Chuck kept his foot pinned to the brake as the oncoming vehicle—an Estes Park police cruiser, siren silenced and emergency lights extinguished—flashed past. Janelle clambered back to the bench seat between the girls. Ignoring the police car, she pointed through the windshield at the resort entrance ahead.
Chuck accelerated before sliding to a stop once more when a shiny, blue, single-cab pickup, the words “Y of the Rockies, Estes Park, Colorado” stenciled on its side, shot around the far corner of the lodge in pursuit of the police car. As the truck passed, Chuck caught sight of its driver hunched over the steering wheel.
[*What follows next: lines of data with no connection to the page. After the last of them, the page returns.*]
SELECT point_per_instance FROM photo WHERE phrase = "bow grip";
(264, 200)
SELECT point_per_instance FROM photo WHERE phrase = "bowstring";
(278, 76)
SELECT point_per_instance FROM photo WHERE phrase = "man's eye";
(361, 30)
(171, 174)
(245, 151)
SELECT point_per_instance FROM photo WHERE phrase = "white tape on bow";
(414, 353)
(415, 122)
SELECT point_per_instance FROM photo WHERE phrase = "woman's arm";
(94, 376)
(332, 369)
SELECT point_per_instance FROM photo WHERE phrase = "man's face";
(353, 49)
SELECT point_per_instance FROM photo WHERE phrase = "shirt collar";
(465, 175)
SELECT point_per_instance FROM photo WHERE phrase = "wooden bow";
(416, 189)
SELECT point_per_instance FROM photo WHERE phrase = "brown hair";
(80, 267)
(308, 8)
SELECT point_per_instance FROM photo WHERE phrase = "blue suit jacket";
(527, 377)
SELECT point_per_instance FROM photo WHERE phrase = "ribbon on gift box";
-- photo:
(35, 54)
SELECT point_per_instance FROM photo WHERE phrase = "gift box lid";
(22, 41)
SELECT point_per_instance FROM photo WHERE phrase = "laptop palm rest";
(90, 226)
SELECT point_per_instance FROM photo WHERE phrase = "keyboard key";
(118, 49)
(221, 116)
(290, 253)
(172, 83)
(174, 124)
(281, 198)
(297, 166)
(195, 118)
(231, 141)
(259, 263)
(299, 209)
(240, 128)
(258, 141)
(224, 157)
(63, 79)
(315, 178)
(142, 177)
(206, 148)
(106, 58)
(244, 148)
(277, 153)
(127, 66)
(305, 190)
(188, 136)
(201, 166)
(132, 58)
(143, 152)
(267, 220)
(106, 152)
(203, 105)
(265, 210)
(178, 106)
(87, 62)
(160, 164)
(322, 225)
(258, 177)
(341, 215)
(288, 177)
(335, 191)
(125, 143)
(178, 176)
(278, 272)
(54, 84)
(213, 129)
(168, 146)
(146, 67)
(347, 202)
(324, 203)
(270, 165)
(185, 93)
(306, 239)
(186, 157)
“Parker,” Chuck said. He watched over his shoulder as the truck chased the police car across the Y of the Rockies compound.
Janelle pulled Rosie close and stroked the girl’s damp forehead. “Not your concern,” she said. “Not now.”
Chuck punched the gas. The rear tires spat loose rocks as the truck sped up the sloping drive and out of the shallow valley. The pickup bounced onto the paved road leading to Estes Park, the gateway tourist town at the east entrance to Rocky Mountain National Park, high in the mountains northwest of Denver.
Chuck gunned the truck toward the center of town and glanced out the side window to see, through breaks in trees, the police cruiser and Parker’s pickup racing along the far side of the broad rectangle of well-tended grass play fields, more than a quarter mile across, that marked the center of Y of the Rockies, the former Young Men’s Christian Association training center turned rustic resort and corporate retreat. The cruiser and truck sped down the row of buildings lining the west side of the fields. The buildings, catty-corner across the expanse of grass from the lodge and conference center, included the resort’s gift shop, outdoor-gear rental center, and log cabin museum. Beyond the museum were the resort’s two dormitories.
Through one last break in the trees, Chuck watched as the police cruiser and Parker’s pickup truck passed large, new Falcon House, home to the resort’s international crew of summer workers. The car and truck slid to a stop facing the second dormitory, ramshackle Raven House, home for the past two months to Chuck’s group of field school students.
In the rearview mirror, Chuck caught sight of Janelle staring out the window at the police cruiser and Parker’s truck.
She uttered a single, strangled word as she stroked Rosie’s forehead: “Clarence.”